Notons d’abord que certaines exportations manquent à l'appel suite aux perturbations de la production des deux filières du pétrole et des phosphates, de manière sensiblement égale. L’ineffable incurie du top-management de ces activités toujours et encore ; alors que les prix internationaux de leurs produits ne cessent d’augmenter !
Fait notable, Insistons malgré tout, -et a contrario  de la perception de l’opinion publique et des autorités-, la machine productive exportatrice ne s’est jamais arrêtée. Mieux, elle enregistre quelques succès d’estime : produits agricoles et agroalimentaires + 42%, mécaniques et électriques + 33%, textiles et cuir +17%, autres + 30%.

De quoi faire pâlir de honte ces thuriféraires de l’ordre et de la stabilité. Une grave menace pesait sur nos têtes entendions nous ; celle du chaos ! Qui disait que l’appareil productif était paralysé par des trublions. Oubli de la mémoire ?

La très mauvaise surprise vient pour ceux qui continuent à ne pas vouloir voir ce qui pourtant saute aux yeux, de la frénésie et la boulimie de consommation d’une fraction respectable de notre population, et dont, il faut bien le dire aussi une large partie d’entre elle, qui crie au loup à l’endroit de grévistes et des manifestants pour leurs droits !
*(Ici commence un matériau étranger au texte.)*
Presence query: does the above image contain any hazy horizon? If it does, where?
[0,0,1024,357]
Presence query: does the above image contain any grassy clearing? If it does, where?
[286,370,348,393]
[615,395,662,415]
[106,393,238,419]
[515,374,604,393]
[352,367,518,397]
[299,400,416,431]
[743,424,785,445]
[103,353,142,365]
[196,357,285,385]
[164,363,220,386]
+35% de biens de consommation courante !!! Oui vous avez bien lu. La crise, avons-nous entendu toute l’année ! Certes mais pour qui ? Ce que nos statisticiens se gardent bien de nous dire, sauf à faire l’effort d’entrer par le détail de la nomenclature, c’est précisément cette appétence incontrôlée de produits dévoreurs de devises. Plus de 1000 MDT pour les seules  « voitures particulières de tourisme », près de 500 MDT de pièces détachées. On comprend vite pourquoi la BEI tient tellement à nous « aider » pour construire des autoroutes.
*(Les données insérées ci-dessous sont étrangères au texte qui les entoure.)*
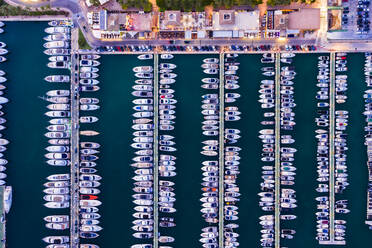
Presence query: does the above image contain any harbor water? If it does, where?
[0,22,372,248]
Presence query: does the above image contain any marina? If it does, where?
[0,23,370,247]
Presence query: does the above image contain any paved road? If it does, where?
[218,52,225,248]
[70,28,80,248]
[274,53,281,248]
[153,53,160,248]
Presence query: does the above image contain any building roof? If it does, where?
[288,8,320,29]
[212,10,260,30]
[164,10,181,26]
[219,10,235,25]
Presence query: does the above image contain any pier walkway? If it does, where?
[153,53,159,248]
[70,28,80,248]
[319,52,346,245]
[218,52,225,248]
[274,53,281,248]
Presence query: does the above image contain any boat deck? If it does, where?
[274,53,280,248]
[218,53,225,247]
[153,53,159,248]
[70,28,80,248]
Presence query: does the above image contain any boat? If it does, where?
[80,59,101,66]
[79,116,98,123]
[43,236,70,244]
[43,41,69,49]
[80,72,99,79]
[80,66,99,72]
[44,26,70,34]
[44,201,70,209]
[44,48,70,56]
[133,66,153,73]
[79,78,99,85]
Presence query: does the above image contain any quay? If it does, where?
[70,28,80,248]
[319,52,346,245]
[274,53,281,248]
[218,52,225,248]
[153,53,159,248]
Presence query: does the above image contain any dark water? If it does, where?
[0,22,372,248]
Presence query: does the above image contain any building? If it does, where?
[265,8,320,38]
[288,8,320,30]
[160,11,182,30]
[210,10,259,38]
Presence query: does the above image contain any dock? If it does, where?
[70,28,80,248]
[0,186,6,248]
[153,53,159,248]
[274,53,281,248]
[319,52,346,245]
[218,52,225,248]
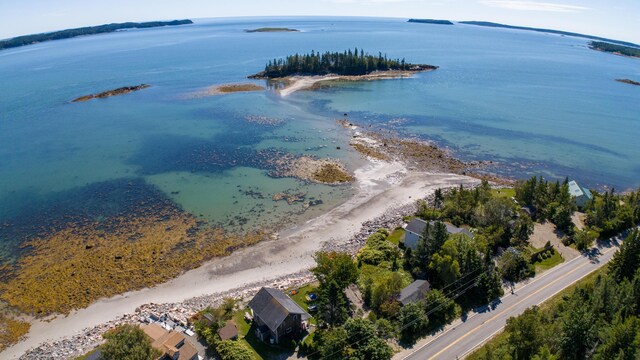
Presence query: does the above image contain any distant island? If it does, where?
[71,84,151,102]
[616,79,640,86]
[458,21,640,47]
[407,19,453,25]
[0,20,193,50]
[249,48,438,79]
[245,28,300,32]
[589,41,640,58]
Mais tenez vous bien, car vous n’êtes pas au bout de toutes ces « surprises » : Nos chers compatriotes consomment pas moins de 300M DT de produits textiles de marque, de 100 MDT d’accessoires (collants, chaussettes, 2 MDT de gants),  50 MDT de produits de beauté, de maquillage et parfums, 30 MDT de préparations capillaires…et même pour un montant identique en jeux de sociétés (golf, billards, bowling). Arrêtons là cet inventaire à la Prévert.

Populiste, le propos qui consisterait à demander un peu plus de tempérance dans ce qui ressemble fort et au bout du compte à un consumérisme forcené, et qui traduit, à s’y méprendre, les symptômes d’un mal développement, pour ne pas dire un mal vivre.
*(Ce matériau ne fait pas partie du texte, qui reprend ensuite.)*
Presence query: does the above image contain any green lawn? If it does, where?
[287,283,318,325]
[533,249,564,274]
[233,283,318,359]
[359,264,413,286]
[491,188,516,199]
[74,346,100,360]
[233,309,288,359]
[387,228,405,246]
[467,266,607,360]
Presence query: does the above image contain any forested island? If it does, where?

Il n’y a, bien entendu, pas lieu ici de faire le procès d’un mode de consommation (pas même de ces produits–Kleenex) dont les tenants et les aboutissants sont bien complexes qu’ils n’apparaissent à première vue.
La stigmatisation ou la culpabilisation des couches sociales disposant des ressources d’accès à ces produits importés ne sont nécessaires. Mais voilà, les dures lois, le plus souvent souterraines, de l’économie se font sentir…

Que conviendrait-il de faire à court terme en attendant de nous interroger sur la façon de parvenir à un mode de production et de consommation plus viable et plus équitable.

Réfreiner pour ceux qui le peuvent leurs appétits, peu conscients qu’ils sont de participer à cette économie, à cette santé, à cette éducation à deux vitesses.

Tout l’art de la politique réside là. Concilier des inconciliables. En lieu de cela, les nouveaux venus au gouvernement font mine de s’être emparé des demandes sociales et des objectifs de la révolution, tout en ne touchant à rien. Rassurer tel semble être leur seule ligne de conduite du moment. Attentisme. Des détails, tout cela… entendons nous ici et là.

Ni l’imagination, ni la volonté, ni l’action ne semblent être au pouvoir. Tout juste une fuite en avant comme savait si bien le faire les politiques de l’ancien régime. Qu’à cela ne tienne, il faut trouver deux à trois milliards pour équilibrer les comptes de la nation. Un jeu d’enfant !!!!

Les signaux manquent. Le modèle n’est pas uniquement malade de sa corruption.

Ne serait-il pas opportun d’appeler à une « austérité vertueuse » qui renouerait un tant soit peu avec l’abstinence, la frugalité et la sobriété des premières années de l’indépendance.

Hérésie ou cauchemar pour beaucoup, possible voie pour d’autres ! Nous en sommes là.